Struggling through highly dubious first descriptions in languages I sometimes don't understand was only one part of the story. Indeed it wasn't that easy to distinguish some species, so don't blame me for some funny species distinctions, it's usually the recent status in taxonomy - as strange as it sounds.
Lots of species haven't been redescribed in more than 120 years and thus still remain in a valid status, but I have to consider that. 

Following species are not included in the key because of either being written in Latin (my limit of struggling), unavailable literature or being in a highly dubious state:

_S. appendiculata
S. latro
S. angusticollis
S. anomia
S. chlorotes
S. crassa
S. morsitans coerulescens
S. violacea_

I hope this helps a little bit to identify your Scolopendra-centipedes since one of my wishes for 2010 is to establish a rule that all papers have to be written in English language. In order to avoid you Americans envy us Germans for accessing so many papers in German language I planned to develop a key for each genus in English - and recently I'm working on Cormocephalus, but still way to go. 

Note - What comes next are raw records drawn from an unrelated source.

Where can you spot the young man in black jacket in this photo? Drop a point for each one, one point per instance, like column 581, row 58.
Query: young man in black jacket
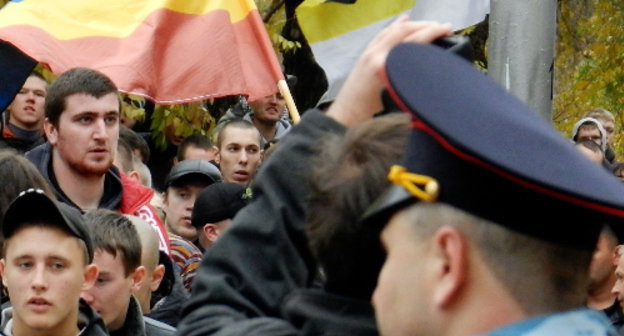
column 118, row 256
column 47, row 262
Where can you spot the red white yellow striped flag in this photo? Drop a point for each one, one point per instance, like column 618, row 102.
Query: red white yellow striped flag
column 169, row 51
column 338, row 31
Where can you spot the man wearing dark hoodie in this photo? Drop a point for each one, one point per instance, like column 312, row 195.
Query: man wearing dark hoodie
column 82, row 128
column 47, row 262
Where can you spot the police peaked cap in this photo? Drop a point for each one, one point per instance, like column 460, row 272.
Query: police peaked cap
column 476, row 147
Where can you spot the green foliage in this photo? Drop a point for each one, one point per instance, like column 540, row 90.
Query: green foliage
column 169, row 122
column 274, row 16
column 588, row 66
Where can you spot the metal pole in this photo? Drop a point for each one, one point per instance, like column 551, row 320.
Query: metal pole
column 521, row 52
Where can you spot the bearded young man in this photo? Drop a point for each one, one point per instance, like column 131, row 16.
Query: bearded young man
column 82, row 128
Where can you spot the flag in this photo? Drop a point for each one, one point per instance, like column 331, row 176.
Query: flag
column 338, row 32
column 169, row 51
column 13, row 74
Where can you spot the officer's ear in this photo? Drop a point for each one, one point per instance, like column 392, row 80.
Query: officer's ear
column 450, row 265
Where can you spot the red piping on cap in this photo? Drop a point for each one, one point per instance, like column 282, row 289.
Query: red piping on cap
column 417, row 123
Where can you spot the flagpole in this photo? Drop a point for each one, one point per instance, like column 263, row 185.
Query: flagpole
column 275, row 68
column 290, row 102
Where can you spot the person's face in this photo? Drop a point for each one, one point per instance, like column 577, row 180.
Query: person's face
column 589, row 133
column 26, row 111
column 619, row 173
column 618, row 288
column 269, row 108
column 110, row 296
column 597, row 157
column 178, row 205
column 609, row 127
column 193, row 153
column 239, row 155
column 86, row 137
column 44, row 271
column 399, row 298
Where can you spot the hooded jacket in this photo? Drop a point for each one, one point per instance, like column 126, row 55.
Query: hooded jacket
column 8, row 139
column 120, row 193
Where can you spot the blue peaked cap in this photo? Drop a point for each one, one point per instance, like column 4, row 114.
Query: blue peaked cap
column 490, row 155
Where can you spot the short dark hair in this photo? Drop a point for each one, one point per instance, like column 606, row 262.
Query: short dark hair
column 76, row 80
column 135, row 141
column 195, row 140
column 350, row 173
column 515, row 258
column 237, row 123
column 18, row 174
column 114, row 233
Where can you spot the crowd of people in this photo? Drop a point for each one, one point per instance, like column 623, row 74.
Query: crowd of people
column 352, row 222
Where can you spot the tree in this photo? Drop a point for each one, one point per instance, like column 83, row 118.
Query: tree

(Sorry for the crappy file format, hope you enjoy it anyway...)


----------



## zonbonzovi (Dec 17, 2009)

I rescind my American envy immediately.  Fantastic work!  I hope all this makes it into a sticky.


----------



## rasputin (Dec 17, 2009)

zonbonzovi said:


> Fantastic work!  I hope all this makes it into a sticky.


+1 sticky, sticky

Thanks Peter!


----------



## PoPpiLLs (Dec 17, 2009)

peterbourbon thank you for the hard work . 

Damion


----------



## BiologicalJewels (Dec 18, 2009)

You are a good man.
Thank you,


OR


----------



## syndicate (Dec 18, 2009)

Nice work!!


----------



## Galapoheros (Dec 18, 2009)

Turgut, what happened to you?, divine pede intervention?  It looks like you said, "I've had enough of this!" BOOM!


----------



## rasputin (Dec 18, 2009)

Oh, I need to add that I think the file format is great - perfect even. As far as documents being written in English...I only discovered today that the Mexican documentations are being published in English - it blew my mind because the site's in Spanish and I expected to sit there for a couple hours translating documentation for people. It's getting big to publish scientific documents in English and even though I can read in 4 languages fluently, I still much appreciate English because ti sucks having to translate documents for people. I'm sure it was quite frustrating having to translate all of that information and I commend you on the intense dedicaiton to furthering the knowledgebase.


----------



## SAn (Dec 18, 2009)

contribution to community is undeniable. Cheers Turgut


----------



## Ice Cold Milk (Dec 18, 2009)

/me right clicks, "saves file as"

Thank you so much!


----------



## Scourge (Dec 18, 2009)

Thank you very much for taking the time to do all this. It's a massive help for everyone


----------



## Samuel (Dec 19, 2011)

very nice job!!!!

are you familiar with chilobase data bank?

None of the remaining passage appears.